Edwards had a sensational 2006 season with the Dolphins, winning the Frosty Miller Medal for kicking the most goals in the home and away season. Described in the VFL Record as the "Goalkicking Gladiator", he then reached his final tally of 100 goals in the Dolphins' semi-final. He also collected the J. J. Liston Trophy as the VFL's best and fairest player for 2006 with eighteen votes.

==North Melbourne career==
The North Melbourne Football Club selected Edwards in the 2006 AFL draft on 25 November 2006 with its sixth-round selection (82nd overall pick), giving him a second chance at elite level.

In 2007, Edwards began the season solidly, earning a spot in the senior side as a leading full-forward in the absence of Nathan Thompson. His game featured hard leading and he managed to kick more than a goal a game on several occasions as well as drawing attention for taking spectacular contested marks, including a nomination for the Mark of the Year. Commentators consistently draw comparisons of Aaron Edwards game to Melbourne Demons forward Russell Robertson.

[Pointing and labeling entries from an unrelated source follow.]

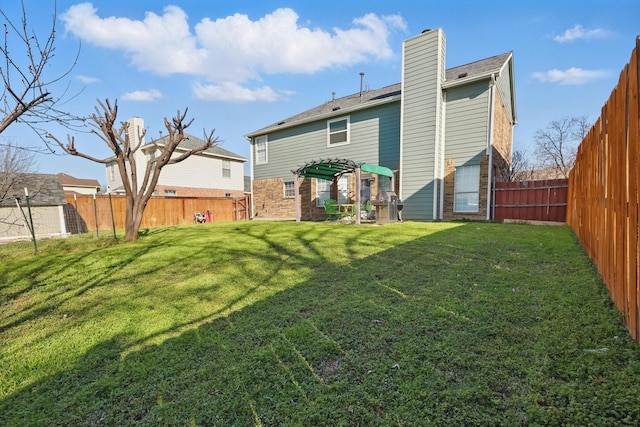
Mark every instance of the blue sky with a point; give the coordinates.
(241, 65)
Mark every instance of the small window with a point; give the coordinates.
(289, 189)
(338, 131)
(226, 168)
(467, 189)
(323, 191)
(261, 150)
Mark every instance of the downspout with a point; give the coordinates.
(492, 97)
(251, 164)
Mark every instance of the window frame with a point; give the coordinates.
(347, 131)
(257, 143)
(290, 188)
(463, 188)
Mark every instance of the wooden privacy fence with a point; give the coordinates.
(543, 200)
(603, 194)
(82, 212)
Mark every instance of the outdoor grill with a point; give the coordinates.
(387, 207)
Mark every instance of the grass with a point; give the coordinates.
(277, 323)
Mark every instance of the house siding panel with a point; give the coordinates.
(467, 123)
(374, 138)
(423, 73)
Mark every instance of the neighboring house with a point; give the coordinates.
(73, 185)
(214, 173)
(47, 203)
(443, 131)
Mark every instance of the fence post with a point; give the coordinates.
(113, 220)
(33, 231)
(95, 213)
(75, 202)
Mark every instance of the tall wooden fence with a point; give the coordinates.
(603, 194)
(542, 200)
(83, 212)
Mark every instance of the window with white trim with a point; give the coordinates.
(323, 191)
(261, 150)
(226, 168)
(338, 131)
(467, 189)
(289, 189)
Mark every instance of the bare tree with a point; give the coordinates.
(557, 144)
(125, 145)
(26, 93)
(14, 160)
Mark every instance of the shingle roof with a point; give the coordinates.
(44, 190)
(194, 142)
(456, 75)
(474, 70)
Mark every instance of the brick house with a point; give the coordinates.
(444, 132)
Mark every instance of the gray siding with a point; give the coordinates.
(467, 124)
(374, 138)
(422, 111)
(503, 84)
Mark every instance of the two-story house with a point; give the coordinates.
(444, 132)
(215, 172)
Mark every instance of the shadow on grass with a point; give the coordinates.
(472, 325)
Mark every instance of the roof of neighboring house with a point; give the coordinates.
(71, 181)
(460, 75)
(192, 142)
(44, 190)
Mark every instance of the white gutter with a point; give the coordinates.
(251, 164)
(492, 96)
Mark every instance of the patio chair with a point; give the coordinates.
(365, 209)
(331, 207)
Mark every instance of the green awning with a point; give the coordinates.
(330, 168)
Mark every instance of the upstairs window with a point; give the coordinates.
(338, 131)
(289, 189)
(226, 168)
(467, 189)
(261, 150)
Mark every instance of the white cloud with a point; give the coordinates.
(578, 32)
(230, 91)
(233, 49)
(87, 79)
(142, 95)
(571, 76)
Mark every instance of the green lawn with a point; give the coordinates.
(277, 323)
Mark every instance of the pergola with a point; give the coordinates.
(329, 169)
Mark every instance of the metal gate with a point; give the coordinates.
(543, 200)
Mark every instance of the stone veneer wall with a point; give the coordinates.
(449, 191)
(198, 192)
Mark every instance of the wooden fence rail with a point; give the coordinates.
(541, 200)
(603, 194)
(82, 212)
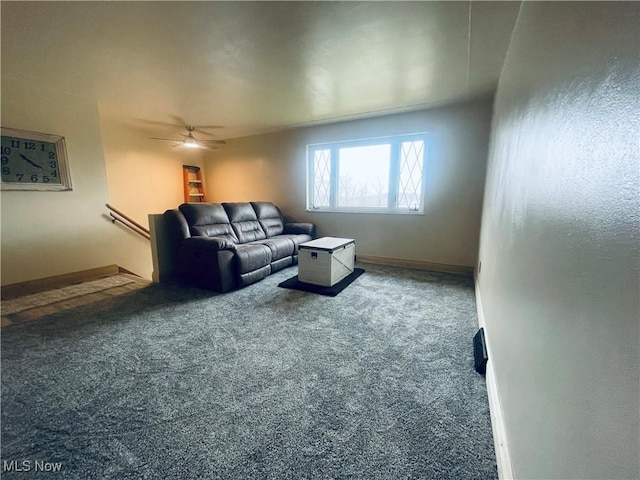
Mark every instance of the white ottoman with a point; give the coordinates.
(325, 261)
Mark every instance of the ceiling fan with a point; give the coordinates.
(190, 141)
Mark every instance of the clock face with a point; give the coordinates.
(33, 162)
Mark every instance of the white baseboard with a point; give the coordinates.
(417, 264)
(503, 458)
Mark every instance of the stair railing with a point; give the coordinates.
(117, 216)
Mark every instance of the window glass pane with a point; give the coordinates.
(411, 165)
(363, 176)
(321, 178)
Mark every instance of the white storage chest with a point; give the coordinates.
(325, 261)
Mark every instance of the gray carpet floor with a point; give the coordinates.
(175, 382)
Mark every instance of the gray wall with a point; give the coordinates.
(272, 167)
(560, 241)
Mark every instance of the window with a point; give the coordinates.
(376, 175)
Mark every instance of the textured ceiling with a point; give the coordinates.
(253, 67)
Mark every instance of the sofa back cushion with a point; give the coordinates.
(244, 221)
(208, 220)
(270, 218)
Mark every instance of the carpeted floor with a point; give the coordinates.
(177, 383)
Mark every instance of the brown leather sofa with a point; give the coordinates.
(222, 246)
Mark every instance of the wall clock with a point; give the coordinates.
(33, 161)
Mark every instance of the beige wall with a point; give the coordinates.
(559, 246)
(272, 167)
(51, 233)
(144, 177)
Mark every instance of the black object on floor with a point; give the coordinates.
(480, 352)
(294, 284)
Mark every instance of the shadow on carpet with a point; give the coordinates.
(294, 284)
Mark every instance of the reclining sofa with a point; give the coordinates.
(223, 246)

During the 2008 season, Edwards broke his leg playing against the Sydney Swans, after which he missed most of the season, returning in round 20.

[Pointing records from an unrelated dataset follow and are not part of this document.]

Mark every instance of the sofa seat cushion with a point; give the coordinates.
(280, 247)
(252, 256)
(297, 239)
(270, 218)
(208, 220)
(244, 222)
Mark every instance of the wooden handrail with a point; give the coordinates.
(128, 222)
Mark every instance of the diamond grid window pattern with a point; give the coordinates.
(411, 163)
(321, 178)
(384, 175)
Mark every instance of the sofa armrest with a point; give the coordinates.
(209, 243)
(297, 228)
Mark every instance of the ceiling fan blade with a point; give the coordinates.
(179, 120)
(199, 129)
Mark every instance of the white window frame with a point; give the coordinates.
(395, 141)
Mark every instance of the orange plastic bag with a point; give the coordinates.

Edwards' form lapsed in 2009, managing just 14 goals from 10 games. Despite starting 2010 strongly he was eventually dropped to the VFL before returning to some form for North Ballarat in the reserves, impressing with a seven-goal haul and spectacular mark against Collingwood.

In 2011, Edwards finally cemented his spot in the team with a six-goal haul against Melbourne and five goals against Gold Coast. After round 12, he had kicked 22 goals and only 2 behinds (92%).

==Richmond career==
On 26 October 2012, Edwards was traded to the Richmond Football Club in exchange for pick 74 in the 2012 National Draft. He was delisted at the conclusion of the 2014 AFL season.

==Off field controversies==

In January 2009, Edwards was caught driving way over the speed limit by police and found to have alcohol in his system. He was immediately suspended by the club for the first four matches of the 2009 AFL premiership season and fined $5,000.

In May 2009, Edwards had his licence revoked for four years for drunk driving and fined $1,500 for refusing a breath test.